La dernière enquête OpinionWay pour le Cevipof (Sc.Po.) confirme que les Français sont de plus en plus franchement de droite. Cela se vérifie aussi dans les intentions de votes, du moins telles qu’elles ressortent des sondages : toutes tendances confondues, les droites se rapprochent de la barre des 50 %,
Un chiffre peut-être sous-évalué au regard de la droitisation de la société constatée dans cette même étude où l’on trouve des mesures tout de même surprenantes. 39 % des Français souhaiteraient un régime autoritaire qui s’affranchisse du parlement et du suffrage universel, et 27 % espèreraient même une junte militaire. Que demande le peuple ? 63 % considèreraient qu’il y a trop d’immigrés en France. Si 41 % des Français estiment que l’immigration est une source d’enrichissement culturel, 61 % d’entre eux considèrent que l’islam est une menace pour la République. La droite que veulent les Français n’est pas libérale sur le plan économique. La thèse simpliste de « prendre aux riches pour donner aux pauvres » sied à 57 % d’entre eux, et ils sont encore plus nombreux (73 %) à considérer que les patrons s’enrichissent sur le dos des travailleurs.
Retour sur le théâtre de notre chère vie politique…
Dans la course à l’Élysée, c’est Marine Le Pen fait des efforts infinis pour se fondre dans un moule qui s’apparente plus à un nationalisme de gauche qu’à un libéralisme de droite incarné par Valérie Pécresse, voire par Emmanuel Macron, qui oscille en permanence entre droite et gauche, ou qui veut être partout en même temps.
National et socialiste ? Cela rappelle de très mauvais souvenirs ! Car, dans l’hypothèse tragique d’une arrivée au pouvoir de la fille de son père, le nationalisme reviendrait au galop et le social en serait la caution populiste.
Éric Zemmour, lui, prend sans doute ses désirs pour des réalités en prétendant incarner l’union des droites. On en encore très, très, très loin de cette union. Mais ce faisant, il œuvre à estomper la séparation entre les droites républicaine et nationaliste. Eric Zemmour, lui, fait surtout du Jean-Marie Le Pen plus qu’il n’est en train de refonder le RPR des origines comme il se plaît à le penser.

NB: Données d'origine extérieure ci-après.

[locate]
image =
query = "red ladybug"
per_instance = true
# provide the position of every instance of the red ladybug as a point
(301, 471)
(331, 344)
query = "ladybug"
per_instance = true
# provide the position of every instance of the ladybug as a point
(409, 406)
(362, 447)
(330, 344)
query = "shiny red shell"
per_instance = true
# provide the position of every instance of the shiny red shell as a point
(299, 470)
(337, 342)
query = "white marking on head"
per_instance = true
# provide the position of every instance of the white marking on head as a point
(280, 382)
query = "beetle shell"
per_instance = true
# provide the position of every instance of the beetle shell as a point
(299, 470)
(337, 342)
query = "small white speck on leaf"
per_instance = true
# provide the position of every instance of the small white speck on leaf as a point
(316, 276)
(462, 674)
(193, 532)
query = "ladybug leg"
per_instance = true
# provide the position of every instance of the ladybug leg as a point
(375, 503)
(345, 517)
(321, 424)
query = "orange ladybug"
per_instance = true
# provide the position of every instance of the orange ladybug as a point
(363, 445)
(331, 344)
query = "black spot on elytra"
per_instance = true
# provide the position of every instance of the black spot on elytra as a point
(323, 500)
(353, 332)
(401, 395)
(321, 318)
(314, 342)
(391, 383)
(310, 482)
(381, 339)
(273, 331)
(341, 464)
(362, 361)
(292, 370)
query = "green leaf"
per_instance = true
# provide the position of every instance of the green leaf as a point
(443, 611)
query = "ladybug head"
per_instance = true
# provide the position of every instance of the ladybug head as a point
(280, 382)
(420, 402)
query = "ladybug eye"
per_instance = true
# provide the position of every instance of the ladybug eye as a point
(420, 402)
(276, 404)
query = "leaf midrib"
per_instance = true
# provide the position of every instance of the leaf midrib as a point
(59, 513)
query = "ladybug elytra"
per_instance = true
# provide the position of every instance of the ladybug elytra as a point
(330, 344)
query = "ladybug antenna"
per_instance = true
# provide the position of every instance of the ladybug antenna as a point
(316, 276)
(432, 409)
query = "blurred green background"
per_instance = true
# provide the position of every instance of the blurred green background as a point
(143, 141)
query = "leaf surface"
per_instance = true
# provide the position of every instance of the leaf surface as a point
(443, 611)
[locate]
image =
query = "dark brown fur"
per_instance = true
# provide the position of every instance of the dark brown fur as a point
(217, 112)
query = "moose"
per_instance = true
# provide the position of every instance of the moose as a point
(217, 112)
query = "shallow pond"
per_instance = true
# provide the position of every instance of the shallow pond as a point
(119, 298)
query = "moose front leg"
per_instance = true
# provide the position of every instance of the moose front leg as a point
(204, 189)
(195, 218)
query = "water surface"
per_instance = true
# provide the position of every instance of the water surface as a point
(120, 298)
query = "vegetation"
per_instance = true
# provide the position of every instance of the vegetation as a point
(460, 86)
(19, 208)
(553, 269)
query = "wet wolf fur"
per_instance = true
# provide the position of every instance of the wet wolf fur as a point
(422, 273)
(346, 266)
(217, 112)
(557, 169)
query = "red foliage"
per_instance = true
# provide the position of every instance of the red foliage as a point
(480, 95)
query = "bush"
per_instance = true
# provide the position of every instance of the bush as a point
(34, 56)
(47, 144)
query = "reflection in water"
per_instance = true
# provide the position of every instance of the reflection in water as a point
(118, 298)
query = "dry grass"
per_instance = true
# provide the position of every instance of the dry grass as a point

Quant à Valérie Pécresse, elle est globalement perçue comme une Macron de droite, ce qui devrait en faire la favorite, puisque, on le sait, en cas de passage de l’obstacle du premier tour, la présidentielle se joue au final au centre.
Reste une anomalie que l’on retrouve dans tous les sondages. Comment est-il possible qu’Emmanuel Macron soit favori, voire grand favori de la prochaine élection présidentielle dans un pays si clairement à droite ? S’il ne fait aucun doute qu’il est perçu comme un homme de gauche européaniste et multiculturaliste par les électeurs de Marine Le Pen et d’Éric Zemmour, le clivage est moins affirmé chez ceux de Valérie Pécresse, elle-même condamnée au grand écart permanent qui rappelle le « en même temps » macronien. D’ailleurs, dans les intentions de vote d’autres sondages, les électeurs de François Fillon en 2017 sont très nombreux à envisager de voter pour Emmanuel Macron dans un second tour Pécresse – Macron. Par machisme d’une vieille droite traditionnelle ? Parce qu’ils auraient perdu le sens de l’orientation (politique) ?
Puisque la France est à droite, entre la tentation nationaliste d’un côté et les sirènes macroniennes et centristes de l’autre, celui qui apparaît, plus que jamais, comme l’arbitre des élégances est Eric Ciotti. Arrivera-t-il à maintenir le cap de son alliance avec Valérie Pécresse et surtout à convaincre ses électeurs de la primaire de LR à le suivre et non à rejoindre son ami Eric Zemmour ? S’il échoue, Zemmour (voire Le Pen) peut battre Valérie Pécresse sur le fil au premier tour. Suspense donc jusqu’au dimanche 10 avril 20h.